I'm thinking about using a cortex-a7 in "bare-metal" where I don't need much memory, so i'd like to avoid using external memory.
The CPU boots from an external 4MBytes SPI NOR FLASH chip.
It has 512 KBytes of L2 cache and 32 KBytes of internal SRAM that is just used during initial boot since it's so slow.
Using MMU and L2 cache configurations, I am wondering if there is a way to fill the whole L2 cache with code/data ?
Since the internal SRAM is 16 times smaller than the L2 cache, it might be tricky.
Could the following work ?
1. CPU boots initial code from SPI FLASH (like a 8-16KB , let's says @ 0x00000000 where SRAM is located )

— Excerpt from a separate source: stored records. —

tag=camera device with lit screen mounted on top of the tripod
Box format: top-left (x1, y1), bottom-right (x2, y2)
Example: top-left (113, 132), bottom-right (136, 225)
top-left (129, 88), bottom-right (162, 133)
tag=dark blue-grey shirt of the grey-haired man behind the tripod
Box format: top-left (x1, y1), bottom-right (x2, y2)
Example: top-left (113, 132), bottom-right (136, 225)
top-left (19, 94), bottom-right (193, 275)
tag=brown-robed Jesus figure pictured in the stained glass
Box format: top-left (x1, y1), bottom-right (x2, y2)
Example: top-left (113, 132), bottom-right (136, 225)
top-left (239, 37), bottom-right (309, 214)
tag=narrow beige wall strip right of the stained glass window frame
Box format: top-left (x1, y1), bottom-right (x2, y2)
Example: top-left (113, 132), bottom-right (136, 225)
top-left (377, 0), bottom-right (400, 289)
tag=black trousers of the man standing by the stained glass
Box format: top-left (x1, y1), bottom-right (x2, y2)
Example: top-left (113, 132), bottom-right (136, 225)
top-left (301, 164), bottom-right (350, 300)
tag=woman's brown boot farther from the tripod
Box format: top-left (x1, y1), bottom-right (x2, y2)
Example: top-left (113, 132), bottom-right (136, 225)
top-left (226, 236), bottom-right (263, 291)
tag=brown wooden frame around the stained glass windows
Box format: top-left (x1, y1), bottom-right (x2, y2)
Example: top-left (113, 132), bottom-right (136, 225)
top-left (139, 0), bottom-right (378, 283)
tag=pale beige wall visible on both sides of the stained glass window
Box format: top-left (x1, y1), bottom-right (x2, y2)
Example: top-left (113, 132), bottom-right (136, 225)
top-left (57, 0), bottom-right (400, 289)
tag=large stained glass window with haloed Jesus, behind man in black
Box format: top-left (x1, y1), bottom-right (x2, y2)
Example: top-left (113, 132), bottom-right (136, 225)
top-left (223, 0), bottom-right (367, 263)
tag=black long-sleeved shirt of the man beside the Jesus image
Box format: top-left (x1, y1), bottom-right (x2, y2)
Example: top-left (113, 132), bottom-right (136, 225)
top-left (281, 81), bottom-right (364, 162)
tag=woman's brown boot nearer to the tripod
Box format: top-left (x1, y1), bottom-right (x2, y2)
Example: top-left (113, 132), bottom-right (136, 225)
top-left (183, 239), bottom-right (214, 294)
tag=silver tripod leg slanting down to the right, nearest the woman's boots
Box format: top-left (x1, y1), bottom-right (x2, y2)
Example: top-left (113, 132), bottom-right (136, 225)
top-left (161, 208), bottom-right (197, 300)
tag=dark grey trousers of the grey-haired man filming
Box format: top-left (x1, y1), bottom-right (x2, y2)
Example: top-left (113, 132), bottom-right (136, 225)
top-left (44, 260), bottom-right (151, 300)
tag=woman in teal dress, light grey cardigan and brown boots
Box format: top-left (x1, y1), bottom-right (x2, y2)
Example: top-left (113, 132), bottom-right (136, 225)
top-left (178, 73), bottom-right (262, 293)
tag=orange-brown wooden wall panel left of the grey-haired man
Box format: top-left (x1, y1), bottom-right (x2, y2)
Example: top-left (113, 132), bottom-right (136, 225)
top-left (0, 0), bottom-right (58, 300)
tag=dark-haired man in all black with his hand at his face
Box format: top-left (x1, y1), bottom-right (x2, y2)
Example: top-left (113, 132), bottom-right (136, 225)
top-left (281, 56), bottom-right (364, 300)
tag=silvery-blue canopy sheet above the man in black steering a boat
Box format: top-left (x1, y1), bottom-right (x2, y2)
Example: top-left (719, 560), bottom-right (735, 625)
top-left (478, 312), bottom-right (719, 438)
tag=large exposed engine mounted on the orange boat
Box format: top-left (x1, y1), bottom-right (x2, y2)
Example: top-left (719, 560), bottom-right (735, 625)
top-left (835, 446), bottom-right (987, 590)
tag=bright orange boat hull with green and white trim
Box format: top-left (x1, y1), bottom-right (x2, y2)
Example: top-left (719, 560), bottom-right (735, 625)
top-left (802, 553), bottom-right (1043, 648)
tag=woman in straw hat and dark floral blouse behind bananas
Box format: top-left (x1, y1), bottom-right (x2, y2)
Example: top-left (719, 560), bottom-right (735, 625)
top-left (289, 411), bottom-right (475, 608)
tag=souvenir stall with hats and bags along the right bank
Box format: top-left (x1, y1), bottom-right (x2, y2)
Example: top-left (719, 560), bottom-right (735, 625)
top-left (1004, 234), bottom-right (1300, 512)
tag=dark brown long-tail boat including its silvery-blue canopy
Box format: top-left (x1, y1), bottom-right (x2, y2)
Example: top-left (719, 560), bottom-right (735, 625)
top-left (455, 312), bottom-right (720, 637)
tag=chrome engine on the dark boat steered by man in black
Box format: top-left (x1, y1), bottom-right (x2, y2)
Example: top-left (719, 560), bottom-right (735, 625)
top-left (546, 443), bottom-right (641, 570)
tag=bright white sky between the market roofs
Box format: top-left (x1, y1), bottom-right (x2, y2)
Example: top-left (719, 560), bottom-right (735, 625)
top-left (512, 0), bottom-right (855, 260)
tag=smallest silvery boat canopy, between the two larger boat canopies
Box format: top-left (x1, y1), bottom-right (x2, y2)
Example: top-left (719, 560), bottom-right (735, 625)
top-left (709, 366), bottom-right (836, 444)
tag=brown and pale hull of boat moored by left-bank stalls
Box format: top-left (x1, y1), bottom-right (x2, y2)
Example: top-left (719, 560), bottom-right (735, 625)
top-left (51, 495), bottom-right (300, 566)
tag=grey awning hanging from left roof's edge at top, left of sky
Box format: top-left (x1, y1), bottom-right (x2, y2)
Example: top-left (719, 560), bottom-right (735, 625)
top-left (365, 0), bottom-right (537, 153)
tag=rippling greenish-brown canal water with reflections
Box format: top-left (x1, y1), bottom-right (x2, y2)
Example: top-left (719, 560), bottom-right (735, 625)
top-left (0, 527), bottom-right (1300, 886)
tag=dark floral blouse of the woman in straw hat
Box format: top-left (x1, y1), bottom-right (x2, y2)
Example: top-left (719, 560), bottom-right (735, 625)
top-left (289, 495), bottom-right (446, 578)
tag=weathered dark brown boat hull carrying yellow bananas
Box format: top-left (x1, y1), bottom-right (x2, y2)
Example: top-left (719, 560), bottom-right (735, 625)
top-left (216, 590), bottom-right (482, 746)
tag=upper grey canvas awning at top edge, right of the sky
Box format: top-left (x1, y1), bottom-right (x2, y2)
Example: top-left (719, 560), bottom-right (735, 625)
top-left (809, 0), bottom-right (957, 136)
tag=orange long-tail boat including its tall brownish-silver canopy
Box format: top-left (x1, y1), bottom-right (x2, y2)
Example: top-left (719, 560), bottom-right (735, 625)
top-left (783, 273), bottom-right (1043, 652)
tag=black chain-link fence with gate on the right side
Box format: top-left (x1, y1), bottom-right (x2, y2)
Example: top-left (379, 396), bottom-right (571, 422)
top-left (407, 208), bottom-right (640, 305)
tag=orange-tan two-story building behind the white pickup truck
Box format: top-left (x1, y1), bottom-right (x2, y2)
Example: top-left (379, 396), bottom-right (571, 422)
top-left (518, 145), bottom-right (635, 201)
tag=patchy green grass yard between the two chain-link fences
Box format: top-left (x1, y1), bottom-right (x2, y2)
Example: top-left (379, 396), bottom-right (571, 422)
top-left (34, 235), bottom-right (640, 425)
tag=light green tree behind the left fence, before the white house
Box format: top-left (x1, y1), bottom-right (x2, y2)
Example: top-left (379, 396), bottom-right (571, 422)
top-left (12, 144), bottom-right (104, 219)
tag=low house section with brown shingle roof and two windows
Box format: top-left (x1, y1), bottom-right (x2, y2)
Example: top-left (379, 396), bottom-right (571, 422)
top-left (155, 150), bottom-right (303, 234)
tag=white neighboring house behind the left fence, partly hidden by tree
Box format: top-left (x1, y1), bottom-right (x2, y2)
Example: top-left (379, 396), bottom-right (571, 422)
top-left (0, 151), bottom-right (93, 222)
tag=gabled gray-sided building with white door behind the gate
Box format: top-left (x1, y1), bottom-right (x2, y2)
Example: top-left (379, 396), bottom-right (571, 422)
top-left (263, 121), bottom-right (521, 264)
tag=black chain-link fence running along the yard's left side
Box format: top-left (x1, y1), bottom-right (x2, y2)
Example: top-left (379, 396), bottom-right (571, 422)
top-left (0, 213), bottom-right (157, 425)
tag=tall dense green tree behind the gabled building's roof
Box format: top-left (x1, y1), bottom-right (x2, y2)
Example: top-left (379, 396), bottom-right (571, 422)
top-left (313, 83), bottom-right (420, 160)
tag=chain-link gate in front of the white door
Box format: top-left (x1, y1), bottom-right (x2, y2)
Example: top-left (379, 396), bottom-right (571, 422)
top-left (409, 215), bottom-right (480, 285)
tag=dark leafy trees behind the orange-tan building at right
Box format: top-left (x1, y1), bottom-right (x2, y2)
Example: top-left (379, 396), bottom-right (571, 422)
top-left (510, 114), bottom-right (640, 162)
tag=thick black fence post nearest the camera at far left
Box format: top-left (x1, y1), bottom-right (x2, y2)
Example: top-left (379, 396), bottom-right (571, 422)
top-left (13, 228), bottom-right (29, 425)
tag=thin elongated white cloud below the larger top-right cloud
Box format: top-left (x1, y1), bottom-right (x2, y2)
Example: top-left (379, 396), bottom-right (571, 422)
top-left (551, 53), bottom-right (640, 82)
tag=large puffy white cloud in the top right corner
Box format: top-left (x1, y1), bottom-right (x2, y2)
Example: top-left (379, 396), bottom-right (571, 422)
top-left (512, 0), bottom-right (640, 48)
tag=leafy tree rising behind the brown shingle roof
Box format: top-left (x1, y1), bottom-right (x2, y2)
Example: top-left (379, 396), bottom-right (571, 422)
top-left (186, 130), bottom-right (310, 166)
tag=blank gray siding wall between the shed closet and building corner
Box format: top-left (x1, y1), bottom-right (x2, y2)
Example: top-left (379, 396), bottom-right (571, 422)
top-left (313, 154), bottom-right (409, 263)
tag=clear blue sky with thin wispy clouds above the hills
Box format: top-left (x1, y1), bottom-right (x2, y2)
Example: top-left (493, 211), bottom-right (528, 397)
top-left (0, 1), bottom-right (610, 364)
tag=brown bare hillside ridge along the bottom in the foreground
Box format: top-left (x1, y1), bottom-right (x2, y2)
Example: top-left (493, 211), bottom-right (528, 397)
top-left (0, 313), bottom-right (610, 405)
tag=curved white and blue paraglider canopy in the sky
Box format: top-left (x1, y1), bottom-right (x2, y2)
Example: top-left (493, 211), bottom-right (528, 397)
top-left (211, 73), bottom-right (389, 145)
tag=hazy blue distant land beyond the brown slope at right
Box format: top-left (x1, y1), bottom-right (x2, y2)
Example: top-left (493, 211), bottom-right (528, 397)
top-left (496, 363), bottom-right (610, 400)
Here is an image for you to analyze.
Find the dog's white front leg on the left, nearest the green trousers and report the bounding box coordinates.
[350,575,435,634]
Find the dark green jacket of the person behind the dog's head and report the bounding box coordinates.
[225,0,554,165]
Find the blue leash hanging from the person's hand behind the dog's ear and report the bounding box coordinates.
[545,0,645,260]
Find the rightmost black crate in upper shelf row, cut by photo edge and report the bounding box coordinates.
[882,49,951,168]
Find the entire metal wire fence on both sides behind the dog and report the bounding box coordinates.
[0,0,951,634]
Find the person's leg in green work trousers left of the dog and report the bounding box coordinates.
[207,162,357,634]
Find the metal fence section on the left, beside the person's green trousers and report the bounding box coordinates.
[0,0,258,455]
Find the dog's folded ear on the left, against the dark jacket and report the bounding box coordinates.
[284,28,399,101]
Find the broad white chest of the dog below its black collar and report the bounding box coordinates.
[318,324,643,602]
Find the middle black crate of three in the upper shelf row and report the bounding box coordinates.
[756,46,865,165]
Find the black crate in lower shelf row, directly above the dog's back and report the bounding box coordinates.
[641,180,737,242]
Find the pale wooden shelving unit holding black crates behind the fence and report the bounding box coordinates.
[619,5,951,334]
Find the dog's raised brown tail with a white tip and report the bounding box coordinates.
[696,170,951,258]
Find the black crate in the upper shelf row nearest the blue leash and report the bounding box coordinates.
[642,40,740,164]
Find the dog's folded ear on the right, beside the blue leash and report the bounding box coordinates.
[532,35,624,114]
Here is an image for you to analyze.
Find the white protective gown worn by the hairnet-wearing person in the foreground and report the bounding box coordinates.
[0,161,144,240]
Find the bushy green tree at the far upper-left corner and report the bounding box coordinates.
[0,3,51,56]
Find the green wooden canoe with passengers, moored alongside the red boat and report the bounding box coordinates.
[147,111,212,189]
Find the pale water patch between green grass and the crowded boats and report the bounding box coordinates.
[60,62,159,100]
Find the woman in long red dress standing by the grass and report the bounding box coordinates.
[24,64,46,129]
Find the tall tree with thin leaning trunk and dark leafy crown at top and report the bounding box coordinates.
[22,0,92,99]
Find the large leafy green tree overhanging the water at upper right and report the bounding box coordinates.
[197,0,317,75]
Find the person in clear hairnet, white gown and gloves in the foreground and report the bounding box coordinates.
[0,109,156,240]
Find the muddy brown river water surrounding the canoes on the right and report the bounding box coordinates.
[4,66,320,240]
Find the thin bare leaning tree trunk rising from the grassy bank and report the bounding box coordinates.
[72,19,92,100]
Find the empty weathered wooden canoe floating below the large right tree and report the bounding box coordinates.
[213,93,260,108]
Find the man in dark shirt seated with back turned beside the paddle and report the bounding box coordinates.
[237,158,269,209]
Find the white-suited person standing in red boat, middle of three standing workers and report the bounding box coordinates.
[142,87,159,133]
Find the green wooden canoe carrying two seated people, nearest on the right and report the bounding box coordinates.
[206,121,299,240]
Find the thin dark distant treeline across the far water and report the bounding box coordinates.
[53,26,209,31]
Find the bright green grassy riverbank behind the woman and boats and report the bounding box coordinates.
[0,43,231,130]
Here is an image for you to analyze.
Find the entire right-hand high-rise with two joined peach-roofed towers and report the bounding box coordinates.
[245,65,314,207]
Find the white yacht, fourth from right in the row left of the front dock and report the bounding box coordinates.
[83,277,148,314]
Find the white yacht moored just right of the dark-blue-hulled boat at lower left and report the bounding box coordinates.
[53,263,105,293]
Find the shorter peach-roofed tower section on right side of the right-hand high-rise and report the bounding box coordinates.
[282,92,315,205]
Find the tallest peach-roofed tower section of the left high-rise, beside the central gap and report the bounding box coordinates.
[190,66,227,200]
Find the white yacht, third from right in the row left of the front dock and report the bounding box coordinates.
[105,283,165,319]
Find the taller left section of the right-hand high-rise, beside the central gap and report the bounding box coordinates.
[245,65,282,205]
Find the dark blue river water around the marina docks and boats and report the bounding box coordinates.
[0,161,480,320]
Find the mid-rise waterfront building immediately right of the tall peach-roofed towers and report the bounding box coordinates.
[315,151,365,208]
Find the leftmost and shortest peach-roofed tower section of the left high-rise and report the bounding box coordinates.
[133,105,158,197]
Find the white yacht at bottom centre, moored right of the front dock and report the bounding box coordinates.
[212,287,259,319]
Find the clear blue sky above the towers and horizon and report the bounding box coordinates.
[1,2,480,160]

2. First, MMU is configured so that this bootloader code/data is never cached.
Then,
3. CPU loads one block of 16KB from SPI FLASH, and writes it at a fixed address in internal SRAM ( 0x00004000 )
4. CPU reads 16KB of data from increasing addresses:
for 1st block : 0x80000000-0x80003fff
for 2nd block: 0x80004000-0x80007fff
... and so on ... with MMU/L2 cache configured so that those addresses always map to 0x00004000 - 0x00007fff where the block is located ( the question is here, can this be done? )
5. Those reads provoke L2 cache-misses which fills the 16KB of L2 cache with the block data.
6. Repeat 3-4-5 steps 32 times to fill the whole 512KB of L2 cache
Configure MMU L1 caches (or maybe that must be also done in previous steps?)
Jump to program entry point (so, somewhere between 0x80000000 and 0x80000000 + 512KB).
I have some vague memory about U-boot wanting to do something like this to avoid some problem they perceived in accessing DRAM early on. Sounds like a lot of unnecessary work to me but if anyone has a solution with the current cores I'd guess they would.